Выбрать главу

— Губернатор, — спросил Линкольн свидетеля сражения Эндрю Кёртина, губернатора Пенсильвании, — вы были на поле боя?

— На поле боя? На бойне! На ужасной бойне, господин президент.

Журналист Ной Брукс помнил Линкольна с 1856 года. В начале декабря 1862-го он был потрясён внешним видом президента: «К моему прискорбию, его лицо уже не было счастливым лицом адвоката из Спрингфилда. Он ссутулился, волосы поседели, лицо стало землистым, глаза впали, а взгляд был каким-то траурным»{578}.

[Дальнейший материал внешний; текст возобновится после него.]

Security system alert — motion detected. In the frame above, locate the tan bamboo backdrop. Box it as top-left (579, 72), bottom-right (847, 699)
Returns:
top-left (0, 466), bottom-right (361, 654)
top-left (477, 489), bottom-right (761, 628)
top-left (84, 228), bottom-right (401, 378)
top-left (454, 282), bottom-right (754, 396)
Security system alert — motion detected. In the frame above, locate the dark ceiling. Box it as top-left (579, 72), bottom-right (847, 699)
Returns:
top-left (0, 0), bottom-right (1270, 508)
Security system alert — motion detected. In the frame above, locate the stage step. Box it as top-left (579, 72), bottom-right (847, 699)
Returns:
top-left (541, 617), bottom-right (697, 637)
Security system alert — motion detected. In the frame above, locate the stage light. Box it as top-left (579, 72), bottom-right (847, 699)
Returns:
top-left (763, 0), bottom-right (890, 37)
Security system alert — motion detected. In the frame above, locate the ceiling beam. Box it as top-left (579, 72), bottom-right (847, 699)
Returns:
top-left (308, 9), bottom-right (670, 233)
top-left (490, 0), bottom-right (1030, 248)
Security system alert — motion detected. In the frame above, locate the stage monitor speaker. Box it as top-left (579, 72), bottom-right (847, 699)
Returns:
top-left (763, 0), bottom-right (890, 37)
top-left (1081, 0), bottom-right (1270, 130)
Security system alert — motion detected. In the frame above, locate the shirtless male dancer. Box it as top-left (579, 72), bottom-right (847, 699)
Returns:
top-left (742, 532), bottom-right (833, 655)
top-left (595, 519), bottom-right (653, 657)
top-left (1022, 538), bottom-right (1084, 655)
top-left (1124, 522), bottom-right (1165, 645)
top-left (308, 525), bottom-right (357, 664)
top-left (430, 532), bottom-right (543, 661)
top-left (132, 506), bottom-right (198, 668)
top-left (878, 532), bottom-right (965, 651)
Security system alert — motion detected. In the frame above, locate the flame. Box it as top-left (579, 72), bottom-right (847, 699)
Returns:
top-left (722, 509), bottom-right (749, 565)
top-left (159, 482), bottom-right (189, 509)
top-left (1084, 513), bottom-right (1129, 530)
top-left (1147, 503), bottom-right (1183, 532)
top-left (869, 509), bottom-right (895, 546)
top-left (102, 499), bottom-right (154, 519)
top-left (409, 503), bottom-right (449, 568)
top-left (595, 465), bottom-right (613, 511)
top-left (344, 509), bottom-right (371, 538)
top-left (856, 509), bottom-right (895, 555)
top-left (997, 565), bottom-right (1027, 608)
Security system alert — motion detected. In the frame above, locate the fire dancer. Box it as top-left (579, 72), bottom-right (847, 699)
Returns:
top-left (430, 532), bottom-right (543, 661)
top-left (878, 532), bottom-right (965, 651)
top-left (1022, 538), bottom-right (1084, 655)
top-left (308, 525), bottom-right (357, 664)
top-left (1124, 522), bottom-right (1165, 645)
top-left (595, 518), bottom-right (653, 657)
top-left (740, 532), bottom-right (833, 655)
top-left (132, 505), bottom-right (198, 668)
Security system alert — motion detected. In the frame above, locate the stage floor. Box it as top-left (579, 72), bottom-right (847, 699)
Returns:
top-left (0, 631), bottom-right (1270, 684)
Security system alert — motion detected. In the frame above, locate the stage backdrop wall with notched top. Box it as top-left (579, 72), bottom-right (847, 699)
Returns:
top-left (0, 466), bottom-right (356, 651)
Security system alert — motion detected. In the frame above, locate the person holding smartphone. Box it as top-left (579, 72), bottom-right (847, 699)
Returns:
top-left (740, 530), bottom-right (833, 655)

Линкольн нашёл в себе силы подбодрить деморализованную армию открытым письмом, поблагодарил солдат за мужество и умение, которые «ещё принесут победу», но сам изо всех сил боролся с депрессией. «Если где-то есть место похуже ада, — говорил он в те дни, — я нахожусь именно в нём!»{579} Бёрнсайд, в отличие от Макклеллана, не боялся принять на себя ответственность за поражение, но Линкольн понимал, что в конечном итоге за все напрасные потери отвечает он сам. Близкому другу судье Дэвису Авраам признавался, что напоминает себе одну старушку, застигнутую наводнением. Та встала на пороге собственного дома со шваброй в руках и стала гнать воду обратно за порог. Вода всё прибывала: по колени, по пояс, по грудь, по шею. Но сердитая старушка активно работала шваброй и повторяла: «Мы ещё посмотрим, что дольше продержится, наводнение или моя швабра!»{580}

В невесёлый канун Рождества Авраам продолжал утешать и подбадривать окружающих. Весь рождественский день они с Мэри провели в военных госпиталях.

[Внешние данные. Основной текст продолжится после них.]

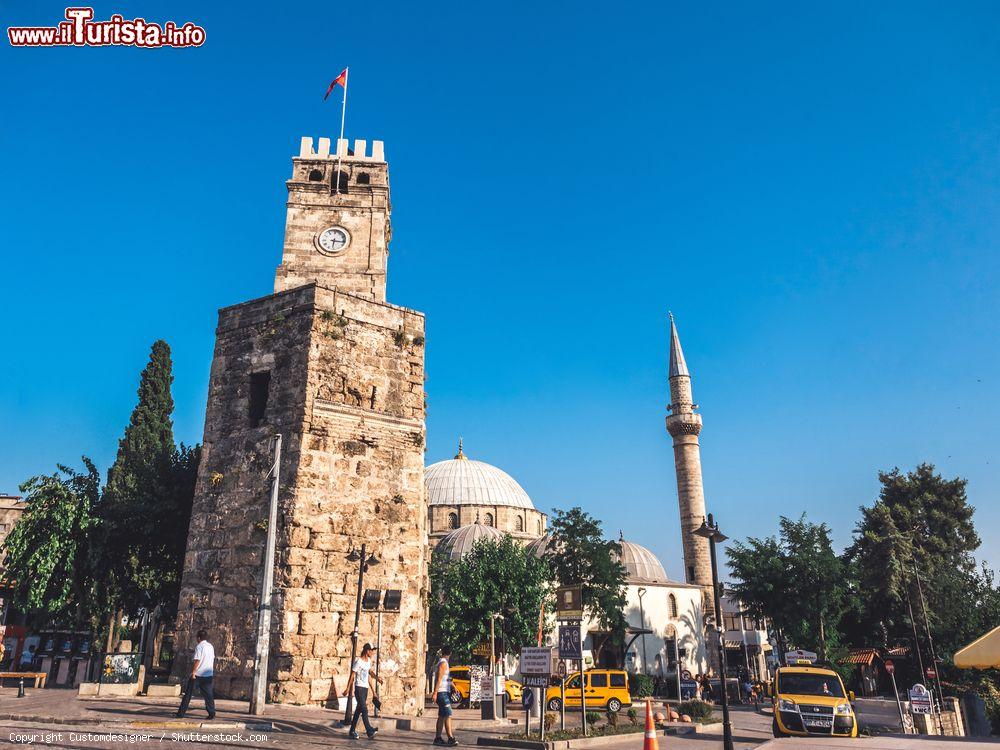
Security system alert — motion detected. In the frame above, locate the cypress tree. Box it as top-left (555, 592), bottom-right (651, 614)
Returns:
top-left (100, 341), bottom-right (177, 636)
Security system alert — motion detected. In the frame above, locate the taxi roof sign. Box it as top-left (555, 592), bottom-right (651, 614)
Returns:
top-left (785, 649), bottom-right (817, 664)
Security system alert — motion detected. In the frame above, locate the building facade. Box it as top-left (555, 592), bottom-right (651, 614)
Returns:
top-left (174, 138), bottom-right (427, 715)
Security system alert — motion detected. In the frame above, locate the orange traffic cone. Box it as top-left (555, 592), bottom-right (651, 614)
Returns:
top-left (642, 698), bottom-right (659, 750)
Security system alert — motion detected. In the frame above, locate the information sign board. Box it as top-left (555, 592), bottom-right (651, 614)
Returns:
top-left (519, 646), bottom-right (552, 675)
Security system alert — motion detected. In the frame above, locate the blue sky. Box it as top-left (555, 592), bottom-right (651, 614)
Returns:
top-left (0, 2), bottom-right (1000, 576)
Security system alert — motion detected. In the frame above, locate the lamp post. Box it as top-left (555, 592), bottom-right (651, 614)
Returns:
top-left (691, 513), bottom-right (733, 750)
top-left (638, 586), bottom-right (646, 674)
top-left (344, 544), bottom-right (380, 724)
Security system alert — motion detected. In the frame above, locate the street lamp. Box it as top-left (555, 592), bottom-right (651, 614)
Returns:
top-left (344, 544), bottom-right (381, 724)
top-left (638, 586), bottom-right (646, 674)
top-left (691, 513), bottom-right (733, 750)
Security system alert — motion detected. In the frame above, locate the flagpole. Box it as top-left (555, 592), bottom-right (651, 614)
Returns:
top-left (333, 68), bottom-right (351, 193)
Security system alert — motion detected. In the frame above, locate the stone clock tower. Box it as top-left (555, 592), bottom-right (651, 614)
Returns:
top-left (174, 138), bottom-right (427, 715)
top-left (274, 138), bottom-right (392, 302)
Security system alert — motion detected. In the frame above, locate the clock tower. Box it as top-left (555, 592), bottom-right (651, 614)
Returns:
top-left (274, 138), bottom-right (392, 302)
top-left (173, 138), bottom-right (428, 716)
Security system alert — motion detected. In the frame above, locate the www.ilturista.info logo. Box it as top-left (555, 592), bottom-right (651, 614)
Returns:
top-left (7, 8), bottom-right (205, 47)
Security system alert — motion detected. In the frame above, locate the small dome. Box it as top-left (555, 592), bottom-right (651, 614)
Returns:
top-left (424, 441), bottom-right (535, 510)
top-left (434, 522), bottom-right (503, 561)
top-left (618, 539), bottom-right (669, 583)
top-left (525, 534), bottom-right (552, 557)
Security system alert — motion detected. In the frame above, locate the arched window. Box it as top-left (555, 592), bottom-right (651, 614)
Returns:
top-left (330, 169), bottom-right (348, 193)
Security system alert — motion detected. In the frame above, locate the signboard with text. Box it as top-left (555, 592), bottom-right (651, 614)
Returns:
top-left (518, 646), bottom-right (552, 677)
top-left (910, 683), bottom-right (932, 714)
top-left (556, 586), bottom-right (583, 620)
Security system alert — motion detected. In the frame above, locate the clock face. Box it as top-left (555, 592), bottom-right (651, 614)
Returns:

В те же дни Линкольн искал утешительные слова для дочери погибшего кавалерийского подполковника Уильяма Маккаллоу, которого когда-то хорошо знал по «круговым поездкам» в Иллинойсе:

«Дорогая Фанни!

С глубоким прискорбием узнал я о смерти твоего отца, человека доброго и храброго, и особенно о том, что твоё юное сердце поражено намного сильнее, чем это бывает. В нашем бренном мире скорбь приходит к каждому; но для молодых она оказывается намного горше, потому что застаёт их врасплох. Те, кто старше, уже знают, чего ожидать. Я бы хотел хоть немного смягчить твои переживания, ибо полное освобождение от них невозможно, разве что со временем. Сейчас ты даже не можешь представить, что станет легче, не так ли? Поверь, легче будет, и ты ещё сможешь испытывать радость. Пусть осознание этой истины сделает тебя не такой несчастной. Я пережил достаточно и знаю, что говорю; ты должна просто поверить — и тебе уже станет легче. Память о твоём дорогом отце будет не мучением, а чувством светлой печали, более чистой и священной, чем ты когда-либо испытывала.

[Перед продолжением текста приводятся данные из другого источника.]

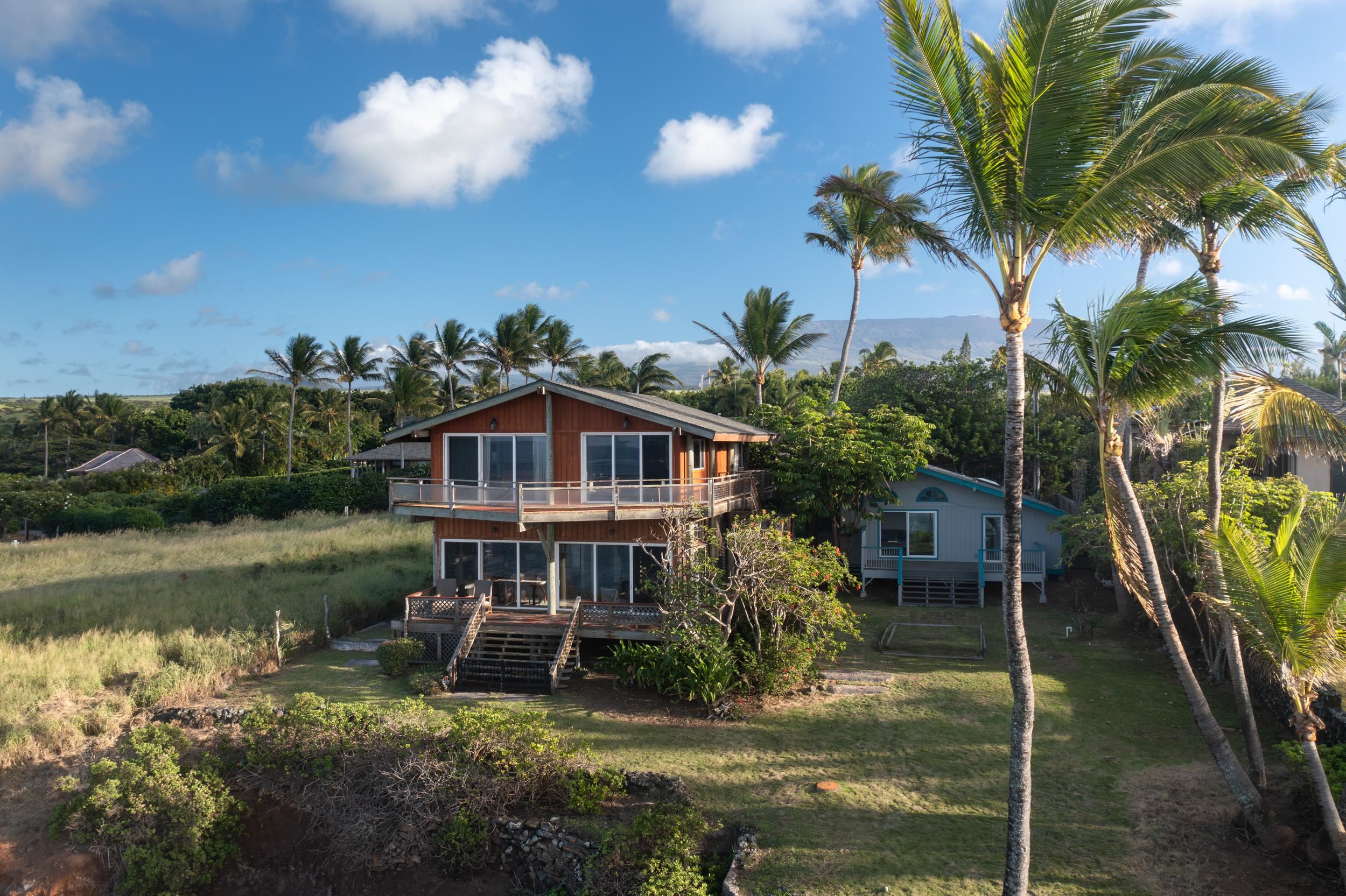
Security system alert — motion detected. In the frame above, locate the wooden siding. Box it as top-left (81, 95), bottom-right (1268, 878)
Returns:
top-left (864, 474), bottom-right (1061, 569)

Пожалуйста, передай матушке мои соболезнования. Твой преданный друг

А. Линкольн»{581}.

Вслед за поражением и вследствие него начались раздоры в Кабинете. Вскоре они вылились в серьёзный политический кризис. Поиски виноватых привели к тому, что в сенате заговорили о «злом гении» президентской администрации, госсекретаре Сьюарде, чуть ли не «президенте де-факто», держащем у носа Линкольна усыпляющую «тряпочку с хлороформом». Радикалы были уверены, что Сьюардом руководит «невидимая рука» консерваторов и что из-за этого была затянута история с выпуском «Прокламации об освобождении» и Макклеллан слишком долго оставался командующим. На двух собраниях республиканской фракции сената 16 и 17 декабря было решено давить на правительство с целью его реорганизации и достижения единства слова и дела. В определённой степени кипение возмущённого разума сенаторов поддерживалось стараниями Чейза, подтверждавшего версию об особом влиянии Сьюарда на Линкольна. Частные письма министра финансов разносили известия, что президент принимает решения, касающиеся спасения страны, ни с кем не советуясь{582}. И вот уже поползли слухи о грядущей смене всего Кабинета, а может, и президента. Не выдержав давления, Сьюард решил любой ценой остановить кризис и подал прошение об отставке…

Но для Линкольна уступить давлению сенаторов означало существенно ослабить не только контроль над Кабинетом, но и свои позиции лидера партии, главы администрации, наконец, главнокомандующего, а кроме того, нарушить принципиальное достоинство американской политической системы: допустить вмешательство законодательной власти в сферу деятельности власти исполнительной. Но он не мог не принять однопартийцев, не мог не выслушать их речи о «равнодушии мистера Сьюарда к вопросам ведения войны».